A small meteorite blasted out a large crater when it crashed into the Nicaraguan capital of Managua, with the explosion Saturday at about 11 p.m. local time (Sunday at about 1 a.m. EDT) startling many in the country’s most populous city, according to multiple media accounts. Amazingly, none of the 2.4 million residents of the metropolitan area appear to have been injured during the event, Agence France-Presse reported.
However, the meteorite did leave a calling card at its impact site close to Managua’s international airport, a crater measuring 16 feet deep and 39 feet wide.

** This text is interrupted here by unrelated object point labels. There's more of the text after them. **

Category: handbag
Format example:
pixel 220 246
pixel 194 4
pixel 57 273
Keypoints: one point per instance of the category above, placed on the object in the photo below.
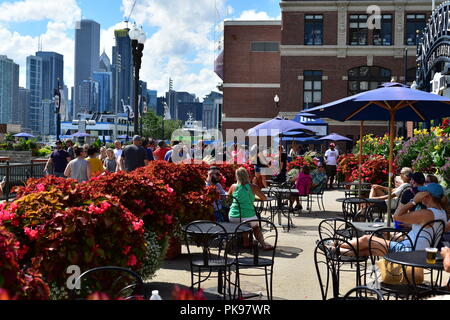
pixel 393 273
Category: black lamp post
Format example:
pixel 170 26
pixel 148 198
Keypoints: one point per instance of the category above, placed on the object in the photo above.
pixel 57 94
pixel 137 43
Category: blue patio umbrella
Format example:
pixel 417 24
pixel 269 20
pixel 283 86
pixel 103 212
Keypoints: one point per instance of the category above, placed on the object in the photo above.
pixel 23 135
pixel 335 137
pixel 392 102
pixel 81 135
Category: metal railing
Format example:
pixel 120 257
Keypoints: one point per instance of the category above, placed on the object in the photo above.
pixel 18 175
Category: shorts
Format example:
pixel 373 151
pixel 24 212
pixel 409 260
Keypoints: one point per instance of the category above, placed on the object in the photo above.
pixel 402 246
pixel 240 220
pixel 331 170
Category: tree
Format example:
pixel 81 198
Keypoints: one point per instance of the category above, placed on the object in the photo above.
pixel 152 126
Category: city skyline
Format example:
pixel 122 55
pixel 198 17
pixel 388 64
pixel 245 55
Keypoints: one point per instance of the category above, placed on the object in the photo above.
pixel 182 50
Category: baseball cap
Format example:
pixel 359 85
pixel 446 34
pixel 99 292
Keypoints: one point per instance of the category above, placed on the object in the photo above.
pixel 435 189
pixel 418 177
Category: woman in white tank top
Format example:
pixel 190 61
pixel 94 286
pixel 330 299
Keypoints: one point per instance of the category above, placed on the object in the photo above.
pixel 430 195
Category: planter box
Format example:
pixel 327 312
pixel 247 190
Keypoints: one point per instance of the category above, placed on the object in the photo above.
pixel 17 156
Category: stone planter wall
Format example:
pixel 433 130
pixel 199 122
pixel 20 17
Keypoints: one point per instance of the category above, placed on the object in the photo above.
pixel 17 156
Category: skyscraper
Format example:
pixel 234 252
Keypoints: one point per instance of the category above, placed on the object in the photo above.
pixel 9 90
pixel 34 84
pixel 24 107
pixel 87 55
pixel 52 73
pixel 104 80
pixel 123 57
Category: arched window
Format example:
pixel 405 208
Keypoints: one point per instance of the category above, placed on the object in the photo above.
pixel 366 78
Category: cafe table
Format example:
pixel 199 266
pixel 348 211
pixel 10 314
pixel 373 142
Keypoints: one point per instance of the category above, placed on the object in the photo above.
pixel 417 259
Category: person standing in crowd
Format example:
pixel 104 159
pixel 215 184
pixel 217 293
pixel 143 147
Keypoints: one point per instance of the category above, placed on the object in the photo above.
pixel 95 163
pixel 331 156
pixel 244 192
pixel 148 149
pixel 319 179
pixel 161 151
pixel 59 160
pixel 134 156
pixel 213 179
pixel 102 156
pixel 69 146
pixel 110 163
pixel 78 168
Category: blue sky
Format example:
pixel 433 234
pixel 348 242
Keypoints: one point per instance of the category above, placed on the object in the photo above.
pixel 180 39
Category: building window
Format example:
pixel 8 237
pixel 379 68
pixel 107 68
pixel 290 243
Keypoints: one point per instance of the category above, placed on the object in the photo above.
pixel 414 23
pixel 358 30
pixel 367 78
pixel 312 88
pixel 383 36
pixel 261 46
pixel 313 30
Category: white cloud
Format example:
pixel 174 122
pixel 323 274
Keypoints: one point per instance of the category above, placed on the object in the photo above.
pixel 182 47
pixel 61 16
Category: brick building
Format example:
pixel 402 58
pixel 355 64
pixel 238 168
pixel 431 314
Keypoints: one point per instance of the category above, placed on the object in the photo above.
pixel 321 51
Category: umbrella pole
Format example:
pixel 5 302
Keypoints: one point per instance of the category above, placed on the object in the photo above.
pixel 361 132
pixel 391 159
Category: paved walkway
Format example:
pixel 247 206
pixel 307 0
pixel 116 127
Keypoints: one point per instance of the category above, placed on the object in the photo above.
pixel 294 271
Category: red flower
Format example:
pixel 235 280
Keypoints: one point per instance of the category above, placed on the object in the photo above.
pixel 32 234
pixel 132 261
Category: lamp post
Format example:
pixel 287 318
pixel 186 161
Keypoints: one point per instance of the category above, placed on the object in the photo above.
pixel 276 99
pixel 57 94
pixel 137 37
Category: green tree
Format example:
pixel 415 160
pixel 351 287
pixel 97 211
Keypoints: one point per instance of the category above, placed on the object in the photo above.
pixel 152 126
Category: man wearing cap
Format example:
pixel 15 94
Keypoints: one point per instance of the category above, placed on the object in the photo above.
pixel 331 156
pixel 134 156
pixel 161 151
pixel 59 159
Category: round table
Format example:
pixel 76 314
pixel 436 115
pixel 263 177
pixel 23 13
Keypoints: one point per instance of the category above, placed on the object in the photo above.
pixel 415 259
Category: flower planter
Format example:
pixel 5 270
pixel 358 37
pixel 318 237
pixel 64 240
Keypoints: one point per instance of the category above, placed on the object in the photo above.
pixel 174 249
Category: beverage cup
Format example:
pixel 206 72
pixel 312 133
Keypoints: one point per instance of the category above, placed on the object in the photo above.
pixel 431 255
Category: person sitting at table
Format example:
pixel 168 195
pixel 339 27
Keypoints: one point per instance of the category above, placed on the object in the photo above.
pixel 417 180
pixel 381 192
pixel 303 185
pixel 213 179
pixel 445 253
pixel 432 196
pixel 319 179
pixel 431 179
pixel 244 192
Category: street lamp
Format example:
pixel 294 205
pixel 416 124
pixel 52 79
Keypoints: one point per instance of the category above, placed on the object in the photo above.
pixel 57 94
pixel 276 99
pixel 138 38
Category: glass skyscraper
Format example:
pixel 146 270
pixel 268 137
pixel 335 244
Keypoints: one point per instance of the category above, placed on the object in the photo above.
pixel 9 90
pixel 87 55
pixel 104 80
pixel 34 84
pixel 123 57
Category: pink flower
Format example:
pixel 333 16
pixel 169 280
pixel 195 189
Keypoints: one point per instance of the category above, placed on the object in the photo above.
pixel 138 225
pixel 168 219
pixel 132 261
pixel 32 234
pixel 126 250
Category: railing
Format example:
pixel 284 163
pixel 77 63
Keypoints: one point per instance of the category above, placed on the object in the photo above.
pixel 18 174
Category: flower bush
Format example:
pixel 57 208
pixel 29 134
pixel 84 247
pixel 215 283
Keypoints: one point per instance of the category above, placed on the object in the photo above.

Wilfried Strauch, a researcher with the Nicaraguan Institute of Earth Studies, or Ineter, said in an interview on a government television channel that scientists have not yet determined the composition of the meteorite because they were unsure whether it disintegrated on hitting the ground or is buried at the impact site, Reuters reported.

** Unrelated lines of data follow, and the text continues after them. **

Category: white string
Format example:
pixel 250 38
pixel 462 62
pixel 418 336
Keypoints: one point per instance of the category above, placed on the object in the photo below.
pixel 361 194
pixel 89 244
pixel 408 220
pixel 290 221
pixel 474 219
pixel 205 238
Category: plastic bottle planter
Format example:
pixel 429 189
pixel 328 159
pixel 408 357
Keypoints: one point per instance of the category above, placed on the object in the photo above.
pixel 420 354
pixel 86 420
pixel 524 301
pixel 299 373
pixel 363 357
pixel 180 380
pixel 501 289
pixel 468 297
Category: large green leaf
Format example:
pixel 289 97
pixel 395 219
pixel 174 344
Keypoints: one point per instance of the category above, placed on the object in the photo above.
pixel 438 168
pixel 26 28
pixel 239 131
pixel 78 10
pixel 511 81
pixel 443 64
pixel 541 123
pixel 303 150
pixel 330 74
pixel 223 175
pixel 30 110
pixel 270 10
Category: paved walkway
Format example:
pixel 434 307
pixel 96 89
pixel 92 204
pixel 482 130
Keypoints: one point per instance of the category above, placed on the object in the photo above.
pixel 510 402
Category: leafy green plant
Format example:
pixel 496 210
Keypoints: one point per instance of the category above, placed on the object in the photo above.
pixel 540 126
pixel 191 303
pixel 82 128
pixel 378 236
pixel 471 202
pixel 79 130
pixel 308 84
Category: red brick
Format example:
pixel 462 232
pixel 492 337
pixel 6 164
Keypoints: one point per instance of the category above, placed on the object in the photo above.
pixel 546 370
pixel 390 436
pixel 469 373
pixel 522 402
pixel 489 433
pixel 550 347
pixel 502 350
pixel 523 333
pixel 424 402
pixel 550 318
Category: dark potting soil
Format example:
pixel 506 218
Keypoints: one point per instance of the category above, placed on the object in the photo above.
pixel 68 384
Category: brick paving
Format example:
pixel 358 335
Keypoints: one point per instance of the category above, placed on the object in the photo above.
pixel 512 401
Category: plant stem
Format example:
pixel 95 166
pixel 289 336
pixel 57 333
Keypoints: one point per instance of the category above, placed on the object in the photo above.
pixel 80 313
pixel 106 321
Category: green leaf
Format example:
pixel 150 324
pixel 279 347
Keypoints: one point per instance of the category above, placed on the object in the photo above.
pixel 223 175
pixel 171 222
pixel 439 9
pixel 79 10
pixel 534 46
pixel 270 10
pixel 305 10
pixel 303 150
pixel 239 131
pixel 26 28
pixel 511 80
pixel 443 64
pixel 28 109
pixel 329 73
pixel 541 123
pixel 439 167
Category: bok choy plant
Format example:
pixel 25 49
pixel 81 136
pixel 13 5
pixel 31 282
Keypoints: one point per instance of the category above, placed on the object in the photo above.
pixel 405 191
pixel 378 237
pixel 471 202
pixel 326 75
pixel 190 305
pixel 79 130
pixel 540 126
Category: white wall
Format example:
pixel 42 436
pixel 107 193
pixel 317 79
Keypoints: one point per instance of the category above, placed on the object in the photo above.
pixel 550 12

Nicaragua not only has more than 20 volcanoes but also is regularly rocked by earthquakes, so its seismic sensors were able to detect the impact event this weekend.

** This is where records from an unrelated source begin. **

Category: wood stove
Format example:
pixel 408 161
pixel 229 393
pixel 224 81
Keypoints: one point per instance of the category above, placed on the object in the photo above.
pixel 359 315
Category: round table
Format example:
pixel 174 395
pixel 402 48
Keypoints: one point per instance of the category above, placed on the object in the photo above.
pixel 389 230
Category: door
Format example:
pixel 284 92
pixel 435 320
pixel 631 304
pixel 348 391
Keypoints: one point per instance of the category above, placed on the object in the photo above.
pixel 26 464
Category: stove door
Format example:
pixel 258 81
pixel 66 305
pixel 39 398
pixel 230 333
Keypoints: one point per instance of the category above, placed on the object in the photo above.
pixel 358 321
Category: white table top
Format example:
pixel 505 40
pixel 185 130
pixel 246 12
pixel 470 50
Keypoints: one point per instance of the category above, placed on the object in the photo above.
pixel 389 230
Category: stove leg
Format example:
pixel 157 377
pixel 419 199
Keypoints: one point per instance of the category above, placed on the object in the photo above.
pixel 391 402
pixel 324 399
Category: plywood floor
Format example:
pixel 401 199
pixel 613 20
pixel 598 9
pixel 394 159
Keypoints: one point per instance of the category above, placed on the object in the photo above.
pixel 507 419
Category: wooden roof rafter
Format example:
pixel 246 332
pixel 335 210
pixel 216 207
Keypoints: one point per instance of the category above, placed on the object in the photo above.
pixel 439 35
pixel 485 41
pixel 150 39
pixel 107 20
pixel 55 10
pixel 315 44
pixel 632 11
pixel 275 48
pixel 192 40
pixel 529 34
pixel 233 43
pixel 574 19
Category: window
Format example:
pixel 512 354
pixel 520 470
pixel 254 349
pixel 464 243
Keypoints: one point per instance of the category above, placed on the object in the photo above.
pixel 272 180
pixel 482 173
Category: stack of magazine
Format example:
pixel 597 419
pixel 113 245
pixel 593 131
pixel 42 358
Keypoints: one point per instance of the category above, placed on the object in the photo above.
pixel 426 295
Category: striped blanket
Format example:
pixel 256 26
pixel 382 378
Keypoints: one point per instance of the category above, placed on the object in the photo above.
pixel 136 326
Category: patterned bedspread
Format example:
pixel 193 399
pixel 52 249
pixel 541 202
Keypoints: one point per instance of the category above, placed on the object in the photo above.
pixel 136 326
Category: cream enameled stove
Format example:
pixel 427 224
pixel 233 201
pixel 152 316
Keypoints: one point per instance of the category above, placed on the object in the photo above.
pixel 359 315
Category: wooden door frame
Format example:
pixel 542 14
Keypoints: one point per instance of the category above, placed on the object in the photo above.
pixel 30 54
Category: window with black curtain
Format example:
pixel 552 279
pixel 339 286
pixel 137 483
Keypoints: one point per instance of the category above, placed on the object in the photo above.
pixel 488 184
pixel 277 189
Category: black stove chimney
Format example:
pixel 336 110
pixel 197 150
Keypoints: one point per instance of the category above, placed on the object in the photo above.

“All the evidence that we’ve confirmed on-site corresponds exactly with a meteorite and not with any other type of event,” Reuters quoted Ineter’s Jose Millan as saying. “[W]e have the seismic register which coincides with the time of impact, and the typical characteristic that it produces a cone in the place of impact.”
Nicaraguan first lady Rosario Murillo said a committee formed by the government to study the event confirmed it was caused by a “relatively small” meteorite that “appears to have come off an asteroid that was passing close to Earth,” the Associated Press reported. She said Nicaragua will request that international scientists help local scientists in understanding what exactly happened.
Humberto Garcia, associated with the Astronomy Center at the National Autonomous University of Nicaragua, said the meteorite could indeed be related to an asteroid that was forecast to pass by Earth Saturday, AP reported. “It could have come off that asteroid, because it is normal for that to occur. We have to study it more because it could be ice or rock.”
Local residents reported hearing a loud boom Saturday night, but said they didn’t see anything strange in the sky, as Jorge Santamaria told AP: “I was sitting on my porch, and I saw nothing, then all of a sudden I heard a large blast. We thought it was a bomb because we felt an expansive wave.”